The Labour party used to understand this. Way back when Jack Straw was shadow education secretary, he entertained the annual conference of the Secondary Heads Association by ridiculing the Conservative government’s divisive manipulation of the education system. It had, he said, created a hierarchy with the public schools at the top, grammar schools close behind, then city technology colleges, church schools, grant-maintained schools and, finally, what the Conserva-tives saw as “council schools”.

No one present at that conference would have believed that a Labour government would continue with this trend, creating more specialist schools, city academies, beacon schools, a “new category of advanced specialist school” and more schools provided by the churches and other faith groups, leaving bog-standard comprehensives and sub-comprehensives to fend for themselves.

If we only had comprehensive schools, and all of them were specialist, then this talk of diversity might make a kind of sense.
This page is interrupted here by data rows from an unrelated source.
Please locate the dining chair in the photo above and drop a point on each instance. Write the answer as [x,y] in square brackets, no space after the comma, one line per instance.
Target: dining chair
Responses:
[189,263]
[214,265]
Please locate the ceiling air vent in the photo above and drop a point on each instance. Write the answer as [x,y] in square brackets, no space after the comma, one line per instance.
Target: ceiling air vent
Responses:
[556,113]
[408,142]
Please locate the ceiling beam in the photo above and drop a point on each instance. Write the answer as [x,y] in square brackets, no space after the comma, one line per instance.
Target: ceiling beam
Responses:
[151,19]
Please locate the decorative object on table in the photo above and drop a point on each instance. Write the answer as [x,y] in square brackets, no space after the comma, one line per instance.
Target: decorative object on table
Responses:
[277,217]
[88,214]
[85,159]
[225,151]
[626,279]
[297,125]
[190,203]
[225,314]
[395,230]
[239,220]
In reality, the schools which achieve specialist status need already to be successful and thriving.

If we had the fair and agreed admissions policies that David Blunkett was once foolish enough to promise another SHA conference, it might not matter so much that some schools were able to present themselves as special. But at present schools select students rather than the other way about.

Research has indicated that in many cases a specialist school’s specialism is not its strongest subject. Schools apply for the specialism they feel will be easiest to achieve in their area. It is not unknown for schools that fail to achieve specialist status at the first attempt to switch their approach and eventually succeed in a different subject area. The young people in these schools undoubtedly benefit from the greatly enhanced funding. But many school leaders also feel responsible for all our young people. They reject specialist status for some because it is at the expense of all the others.